In our previous article, we looked at how a patent professional performs an obviousness analysis and some potential arguments a patent applicant might use when faced with an obvious rejection under Section 103. In this blog post, we’ll look at how this obviousness concept applies in the case of design patents.
Understanding how an Examiner will evaluate a design patent application can provide valuable insight for developing an effective patent strategy for novel ornamental designs and configurations.
As with conventional utility patent applications, obviousness inquiry under section 103 can be the most challenging part of the process. Utility and novelty are easier to show. On the other hand, “obviousness” is quite subjective to the person making the decision. The inquiry is whether the claimed design would have been obvious to a designer of ordinary skill who designs articles of the type involved.
First, the Examiner will identify design characteristics which are basically the same as the claimed design, using this as “his primary reference”. Then, the Examiner will identify “secondary references” that contain design features that can be used to modify the primary reference. The combination will, according to the Examiner, have the overall visual appearance as the claimed design. Then, the Examiner will determine whether one of ordinary skill in the art would have combined these features from the primary and secondary references to come up with the claimed combination in the patent application.

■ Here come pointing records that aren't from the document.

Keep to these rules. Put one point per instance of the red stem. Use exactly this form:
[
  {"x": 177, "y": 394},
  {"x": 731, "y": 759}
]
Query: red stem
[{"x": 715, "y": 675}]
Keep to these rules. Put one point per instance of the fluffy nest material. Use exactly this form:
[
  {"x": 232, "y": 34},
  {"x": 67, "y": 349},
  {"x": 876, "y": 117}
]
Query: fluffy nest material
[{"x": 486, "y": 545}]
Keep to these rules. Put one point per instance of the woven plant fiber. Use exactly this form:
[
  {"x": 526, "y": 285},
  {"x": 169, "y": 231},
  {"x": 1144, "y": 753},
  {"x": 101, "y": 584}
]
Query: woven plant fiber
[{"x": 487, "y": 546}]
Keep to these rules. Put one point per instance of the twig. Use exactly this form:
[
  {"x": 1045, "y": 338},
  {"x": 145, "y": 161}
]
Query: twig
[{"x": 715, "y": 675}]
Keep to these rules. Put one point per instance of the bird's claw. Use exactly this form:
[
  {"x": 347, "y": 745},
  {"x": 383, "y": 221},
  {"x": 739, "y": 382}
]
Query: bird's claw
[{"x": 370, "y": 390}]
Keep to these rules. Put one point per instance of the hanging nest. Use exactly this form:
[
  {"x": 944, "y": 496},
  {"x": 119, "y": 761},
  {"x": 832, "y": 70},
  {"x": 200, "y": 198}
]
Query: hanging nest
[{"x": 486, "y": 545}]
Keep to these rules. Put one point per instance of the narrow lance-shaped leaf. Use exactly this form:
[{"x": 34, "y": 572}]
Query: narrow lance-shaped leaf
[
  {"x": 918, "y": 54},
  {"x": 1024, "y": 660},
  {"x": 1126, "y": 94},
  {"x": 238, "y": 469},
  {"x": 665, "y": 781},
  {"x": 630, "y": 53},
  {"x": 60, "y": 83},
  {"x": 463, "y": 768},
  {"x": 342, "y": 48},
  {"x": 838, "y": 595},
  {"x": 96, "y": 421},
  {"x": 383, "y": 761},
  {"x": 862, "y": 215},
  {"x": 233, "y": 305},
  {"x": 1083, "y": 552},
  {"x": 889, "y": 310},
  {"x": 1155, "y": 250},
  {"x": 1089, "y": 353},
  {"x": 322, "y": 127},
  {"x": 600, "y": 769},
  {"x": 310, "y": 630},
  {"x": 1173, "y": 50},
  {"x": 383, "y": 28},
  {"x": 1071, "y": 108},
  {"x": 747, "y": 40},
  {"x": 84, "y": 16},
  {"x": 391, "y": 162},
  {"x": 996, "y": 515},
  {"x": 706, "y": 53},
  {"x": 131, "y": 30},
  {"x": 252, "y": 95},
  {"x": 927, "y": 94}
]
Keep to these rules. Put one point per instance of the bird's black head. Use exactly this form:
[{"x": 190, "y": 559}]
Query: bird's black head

Would the design features have been taught or suggested by the prior art (existing technology at the time the patent application was filed)? Would the designer of ordinary skill in that field have been motivated to modify the primary reference design by deleting, adding or interchanging the features from the secondary reference? Are the references so related that the appearance of ornamental features in one would suggest the application of those features on the other? If the answer to any of these inquires is in the negative, a patent applicant can create a responsive argument to defend against a Section 103 obviousness rejection in a design patent application. The good news, 90% of design patent applications are granted.